« Sous chaque pensée gît un affect. »

écrit Nietzsche dans les Fragments posthumes.

La philosophie de Nietzsche procède à une déconstruction de la notion de sujet en suivant le « fil conducteur du corps » et de l'affectivité.

Cette déconstruction passe :

1. par une critique philologique, notamment du cogito cartésien :

« Quelque chose pense, mais croire que ce quelque chose est l’antique et fameux moi, c’est une pure supposition, une affirmation peut-être, mais ce n’est certainement pas une certitude immédiate. » (Par-delà bien et mal, §17)
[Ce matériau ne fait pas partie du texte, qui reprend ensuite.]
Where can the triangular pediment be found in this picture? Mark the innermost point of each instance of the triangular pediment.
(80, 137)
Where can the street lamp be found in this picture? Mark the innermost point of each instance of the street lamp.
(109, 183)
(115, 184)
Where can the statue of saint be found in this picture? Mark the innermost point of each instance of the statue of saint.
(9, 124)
L'inférence, à partir de la conscience d'une pensée, de l'idée d'un sujet qui porte et maîtrise cette pensée est hâtive : elle déduit de la structure grammaticale du langage l'existence d'un sujet unique, transparent à lui-même substantiel.
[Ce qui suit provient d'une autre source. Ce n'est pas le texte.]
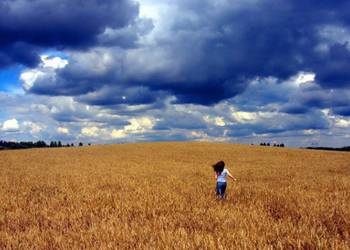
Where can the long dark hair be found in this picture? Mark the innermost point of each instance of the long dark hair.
(219, 167)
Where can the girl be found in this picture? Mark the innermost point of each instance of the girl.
(221, 174)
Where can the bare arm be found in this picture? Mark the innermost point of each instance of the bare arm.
(230, 175)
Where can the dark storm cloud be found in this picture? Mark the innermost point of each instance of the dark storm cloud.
(281, 123)
(210, 51)
(59, 24)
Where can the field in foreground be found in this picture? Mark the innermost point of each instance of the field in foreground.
(161, 196)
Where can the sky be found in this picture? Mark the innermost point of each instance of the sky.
(118, 71)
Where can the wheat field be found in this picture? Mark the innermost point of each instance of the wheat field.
(161, 196)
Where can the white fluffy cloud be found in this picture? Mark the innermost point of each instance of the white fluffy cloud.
(10, 125)
(33, 127)
(90, 131)
(63, 131)
(136, 126)
(46, 70)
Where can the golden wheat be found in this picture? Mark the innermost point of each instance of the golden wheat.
(161, 196)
2. par une approche généalogique de la conscience (au sens d'une conscience réflexive qui peut se prendre pour objet), qui apparaît comme dérivée du « besoin de communication » de l'homme au sein de la société : 

étant l’animal qui courait le plus de dangers, [l'homme] avait besoin d’aide et de protection, il avait besoin de ses semblables, il était forcé de savoir exprimer sa détresse, de savoir se rendre intelligible — et pour tout cela il lui fallait d’abord la « conscience », il lui fallait « savoir » lui-même ce qui lui manque, « savoir » quelle est sa disposition d’esprit, « savoir » ce qu’il pense. (Gai Savoir, § 354)

Contrairement donc à une pensée héritée d'Augustin, Nietzsche propose de distinguer la conscience de la pensée (il existe une pensée inconsciente) et de rapporter la conscience à un fait plus collectif qu'individuel.

La conscience devient alors un effet de « surface » (Gai Savoir, §354), une représentation déformée d'un champ de forces, d'un complexe d'instincts et d'affects qui caractérisent notre vie infra-consciente et corporelle. Ce « monde inconnu du sujet » n'est représenté que fragmentairement par la conscience qui, en interprétant ces instincts, les transforment (Aurore, § 115-117). L'acte de se connaître ne traduit pas de manière transparente le sujet, mais fait partie d'une conscience qui est en elle-même processus et métamorphose.